Working with Cranfield University, SAGES and Osmose (a design studio specialising in biodesign and mycelium materials) developed a mycelium leather dye using waste avocado pits to give a naturally tanned look.

SAGES co-founder and Director Emily Taylor said:

By focusing on waste streams, both for the dyes and the coating that’s applied after dyeing, we hope that the end product will form part of fashion’s shift from a linear model to a circular, waste-based one.

The leather alternative, developed by Osmose, is the first to use all natural materials throughout its production, as the company’s CEO and Creative Director Aurelie Fontan explained:

There are two alternatives to animal leather, neither of which are 100% natural. There are those that are purely synthetic, the material is synthetic, the colouring is synthetic. And then there are the plant-based ones, which often contain synthetic dyes or use plastic laminates to prevent stretching and provide protection against scuffing.

Vegetable dyes and vegetable sources. Credit: SAGES

The global bio-based leather market was valued at $647.21 million in 2021 and is expected to grow by 6.2% per year until 2030. Stricter animal welfare and environmental policies, as well as an increasing demand for sustainable products, are responsible for this growth.

An Innovate UK Smart Grant of £109,958 funded the collaborative research and development project.

Emily said:

It’s difficult as a startup because you’ve got to allocate your time and resources very carefully.

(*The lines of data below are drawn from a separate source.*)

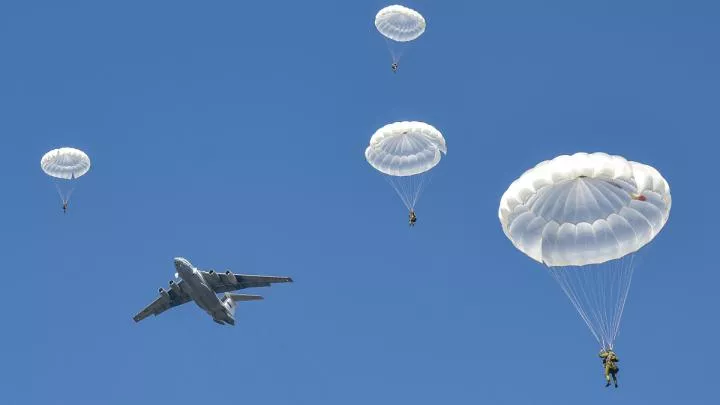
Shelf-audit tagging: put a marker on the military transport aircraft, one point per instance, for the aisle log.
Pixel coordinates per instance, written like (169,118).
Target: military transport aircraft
(202,286)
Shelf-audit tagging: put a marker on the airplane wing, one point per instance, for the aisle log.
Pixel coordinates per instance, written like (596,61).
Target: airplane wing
(164,302)
(223,282)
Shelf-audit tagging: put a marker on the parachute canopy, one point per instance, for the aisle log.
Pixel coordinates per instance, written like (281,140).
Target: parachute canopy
(405,148)
(65,163)
(400,23)
(584,209)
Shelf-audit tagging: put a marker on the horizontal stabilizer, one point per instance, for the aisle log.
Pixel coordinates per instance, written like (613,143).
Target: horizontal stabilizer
(243,297)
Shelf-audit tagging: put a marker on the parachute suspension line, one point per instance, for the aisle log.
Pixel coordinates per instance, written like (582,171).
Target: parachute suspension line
(65,197)
(598,292)
(409,188)
(396,49)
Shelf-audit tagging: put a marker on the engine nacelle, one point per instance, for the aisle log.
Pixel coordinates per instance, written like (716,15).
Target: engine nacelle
(231,277)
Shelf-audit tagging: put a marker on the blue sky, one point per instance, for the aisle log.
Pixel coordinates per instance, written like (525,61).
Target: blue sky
(232,133)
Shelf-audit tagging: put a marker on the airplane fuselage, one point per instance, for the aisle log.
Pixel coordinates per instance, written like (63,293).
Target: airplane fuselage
(202,294)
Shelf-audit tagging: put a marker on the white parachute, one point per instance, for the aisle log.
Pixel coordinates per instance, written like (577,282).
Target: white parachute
(399,24)
(66,165)
(405,152)
(584,216)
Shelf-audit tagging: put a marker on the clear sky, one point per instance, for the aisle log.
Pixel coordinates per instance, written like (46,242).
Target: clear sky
(232,133)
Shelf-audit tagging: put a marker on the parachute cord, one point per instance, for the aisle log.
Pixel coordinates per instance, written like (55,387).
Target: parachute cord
(65,197)
(599,293)
(396,54)
(410,188)
(572,295)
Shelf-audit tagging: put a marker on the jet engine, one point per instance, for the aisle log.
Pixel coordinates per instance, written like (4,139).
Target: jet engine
(231,277)
(175,287)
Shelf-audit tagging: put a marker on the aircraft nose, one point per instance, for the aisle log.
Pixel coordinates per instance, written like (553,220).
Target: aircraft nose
(180,263)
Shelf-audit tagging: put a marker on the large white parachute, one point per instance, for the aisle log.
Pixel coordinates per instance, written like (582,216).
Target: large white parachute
(405,151)
(65,163)
(400,23)
(583,216)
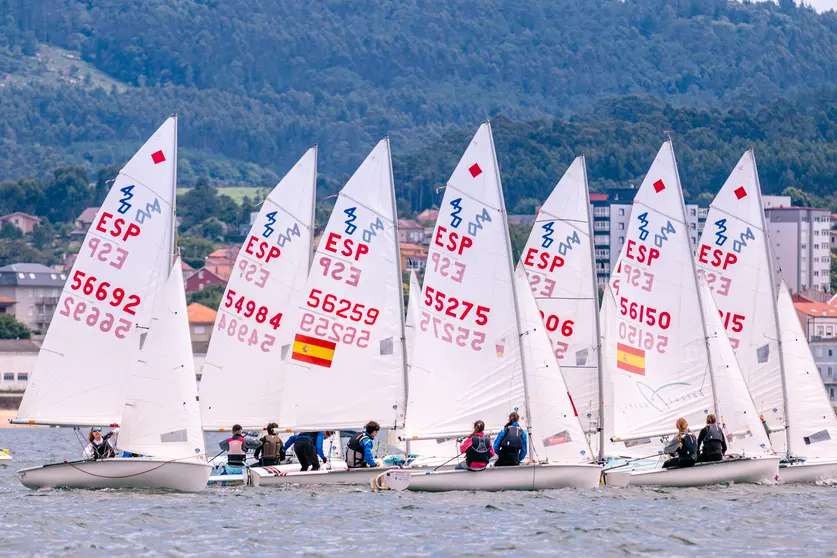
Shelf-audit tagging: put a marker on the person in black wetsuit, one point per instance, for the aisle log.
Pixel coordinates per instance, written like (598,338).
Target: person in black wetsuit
(712,443)
(685,452)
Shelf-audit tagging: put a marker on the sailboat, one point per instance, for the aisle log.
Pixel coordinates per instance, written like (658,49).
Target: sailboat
(255,318)
(736,258)
(670,357)
(346,360)
(481,348)
(560,265)
(118,351)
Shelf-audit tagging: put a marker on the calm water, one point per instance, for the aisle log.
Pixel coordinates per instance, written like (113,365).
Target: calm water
(739,520)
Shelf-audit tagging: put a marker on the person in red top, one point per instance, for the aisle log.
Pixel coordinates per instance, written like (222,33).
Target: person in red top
(477,449)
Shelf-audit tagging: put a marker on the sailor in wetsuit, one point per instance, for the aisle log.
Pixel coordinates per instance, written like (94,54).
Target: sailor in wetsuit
(684,448)
(98,446)
(307,446)
(511,445)
(712,443)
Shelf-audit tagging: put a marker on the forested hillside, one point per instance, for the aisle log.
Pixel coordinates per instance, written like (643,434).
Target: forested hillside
(258,81)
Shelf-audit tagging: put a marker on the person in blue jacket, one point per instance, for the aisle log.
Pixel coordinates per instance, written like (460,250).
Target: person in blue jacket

So, I don’t see how we would have been able to achieve this project without Innovate UK funding. Cranfield University’s help was invaluable, too. Thanks to the funding and opportunity to collaborate with our project partners we have this prototype with real commercial potential.

As well as producing a world’s first all-natural mycelium leather-alternative prototype, the project has resulted in a new startup that will produce natural dyes for screen printing. Emily said:

That’s definitely come out of the growing relationship SAGES and Osmose have developed through working together on this project.